What a beautiful subtle peppermint flavor this lovely, creamy treat imparts. Made as written, using white sugar and creme de menthe. This was delicious, I will be making this often. I garnished with a candy cane. Thanks for sharing Kate. Made for Rookie Tag Game.
Oh what a delightful treat - and why wouldn't it be?!? I used a little peppermint extract (will use schnapps in the evening but couldn't justify it at 7am lol) I had no candy canes for garnish and I'm kind of glad as it was quite minty enough as it was. Lovely coffee treat - thanks for sharing the recipe!

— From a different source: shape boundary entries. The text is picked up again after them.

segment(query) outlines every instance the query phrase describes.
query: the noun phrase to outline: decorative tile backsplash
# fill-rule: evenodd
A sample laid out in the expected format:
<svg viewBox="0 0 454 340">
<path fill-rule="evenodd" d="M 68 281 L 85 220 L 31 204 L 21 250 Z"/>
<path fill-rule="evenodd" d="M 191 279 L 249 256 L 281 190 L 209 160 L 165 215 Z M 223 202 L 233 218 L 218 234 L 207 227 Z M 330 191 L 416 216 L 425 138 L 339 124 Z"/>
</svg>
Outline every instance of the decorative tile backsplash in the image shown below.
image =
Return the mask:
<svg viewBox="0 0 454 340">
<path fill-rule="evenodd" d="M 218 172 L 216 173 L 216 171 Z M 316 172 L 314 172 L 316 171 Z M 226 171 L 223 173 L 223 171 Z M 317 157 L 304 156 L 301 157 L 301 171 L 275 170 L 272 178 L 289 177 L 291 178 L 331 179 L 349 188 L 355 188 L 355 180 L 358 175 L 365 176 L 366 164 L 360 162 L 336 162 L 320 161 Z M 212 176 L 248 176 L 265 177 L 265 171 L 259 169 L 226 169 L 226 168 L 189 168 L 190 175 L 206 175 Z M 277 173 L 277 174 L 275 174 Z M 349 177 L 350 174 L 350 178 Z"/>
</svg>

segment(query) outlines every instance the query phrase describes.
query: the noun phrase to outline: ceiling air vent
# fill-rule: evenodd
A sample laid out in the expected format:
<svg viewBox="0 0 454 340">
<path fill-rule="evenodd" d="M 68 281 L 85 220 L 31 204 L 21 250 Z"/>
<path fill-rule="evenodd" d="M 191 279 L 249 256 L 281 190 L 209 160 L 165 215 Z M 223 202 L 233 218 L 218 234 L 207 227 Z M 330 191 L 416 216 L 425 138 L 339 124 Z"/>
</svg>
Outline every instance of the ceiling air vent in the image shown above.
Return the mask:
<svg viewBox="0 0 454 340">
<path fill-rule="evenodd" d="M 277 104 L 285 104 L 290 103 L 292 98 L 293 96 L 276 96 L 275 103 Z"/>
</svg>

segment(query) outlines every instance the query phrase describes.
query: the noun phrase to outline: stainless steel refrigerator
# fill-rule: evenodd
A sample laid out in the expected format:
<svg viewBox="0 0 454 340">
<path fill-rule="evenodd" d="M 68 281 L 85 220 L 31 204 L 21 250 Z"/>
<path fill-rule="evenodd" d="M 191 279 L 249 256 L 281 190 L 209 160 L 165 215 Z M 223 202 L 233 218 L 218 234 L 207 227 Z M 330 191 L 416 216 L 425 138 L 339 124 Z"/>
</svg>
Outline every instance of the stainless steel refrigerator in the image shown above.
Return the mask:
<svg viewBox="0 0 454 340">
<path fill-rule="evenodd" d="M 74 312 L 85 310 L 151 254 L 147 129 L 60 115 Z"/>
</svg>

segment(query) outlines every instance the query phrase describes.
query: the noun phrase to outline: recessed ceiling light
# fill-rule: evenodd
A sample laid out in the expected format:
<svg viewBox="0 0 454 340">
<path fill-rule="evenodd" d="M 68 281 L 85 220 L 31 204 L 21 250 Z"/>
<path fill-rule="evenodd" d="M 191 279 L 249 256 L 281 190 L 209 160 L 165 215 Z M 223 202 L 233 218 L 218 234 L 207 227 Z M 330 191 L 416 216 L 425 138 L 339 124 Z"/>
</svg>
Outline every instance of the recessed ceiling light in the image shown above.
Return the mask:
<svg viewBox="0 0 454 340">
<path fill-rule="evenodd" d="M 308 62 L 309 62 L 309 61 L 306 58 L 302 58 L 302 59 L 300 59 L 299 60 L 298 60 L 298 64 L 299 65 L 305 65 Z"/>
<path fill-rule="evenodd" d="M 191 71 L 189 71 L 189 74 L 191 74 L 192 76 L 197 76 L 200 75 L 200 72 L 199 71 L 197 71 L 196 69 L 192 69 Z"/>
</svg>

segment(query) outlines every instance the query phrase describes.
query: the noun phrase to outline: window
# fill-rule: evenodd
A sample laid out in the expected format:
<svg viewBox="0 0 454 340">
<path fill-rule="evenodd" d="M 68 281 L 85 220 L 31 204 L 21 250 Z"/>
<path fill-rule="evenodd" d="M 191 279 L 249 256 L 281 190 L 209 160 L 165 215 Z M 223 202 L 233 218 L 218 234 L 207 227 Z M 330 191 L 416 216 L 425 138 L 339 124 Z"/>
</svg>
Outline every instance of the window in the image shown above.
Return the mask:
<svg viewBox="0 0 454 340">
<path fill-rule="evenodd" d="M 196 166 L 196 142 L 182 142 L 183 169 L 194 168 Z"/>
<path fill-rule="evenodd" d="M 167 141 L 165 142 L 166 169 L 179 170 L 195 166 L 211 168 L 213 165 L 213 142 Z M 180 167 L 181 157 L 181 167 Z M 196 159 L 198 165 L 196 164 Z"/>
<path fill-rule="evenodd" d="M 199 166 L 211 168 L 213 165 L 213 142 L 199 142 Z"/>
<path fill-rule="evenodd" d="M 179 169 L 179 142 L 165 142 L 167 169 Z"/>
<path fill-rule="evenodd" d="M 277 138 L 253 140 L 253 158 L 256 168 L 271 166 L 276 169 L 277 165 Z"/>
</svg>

So much goodness, so little fat. I'm in Heaven. For a single serving: Used 1 tsp of white creme de menthe (not syrup), 1/2 c. espresso and a generous 1/2 c. skim milk for a tall latte. I knew the peppermint stick would melt into the coffee and I didn't want it too pepperminty. Cool Whip light in a can was the topping. Simply scrumptious, what better life purpose for a candy cane could there be?. I have 18 peppermint sticks left from Christmas and their fate has been determined!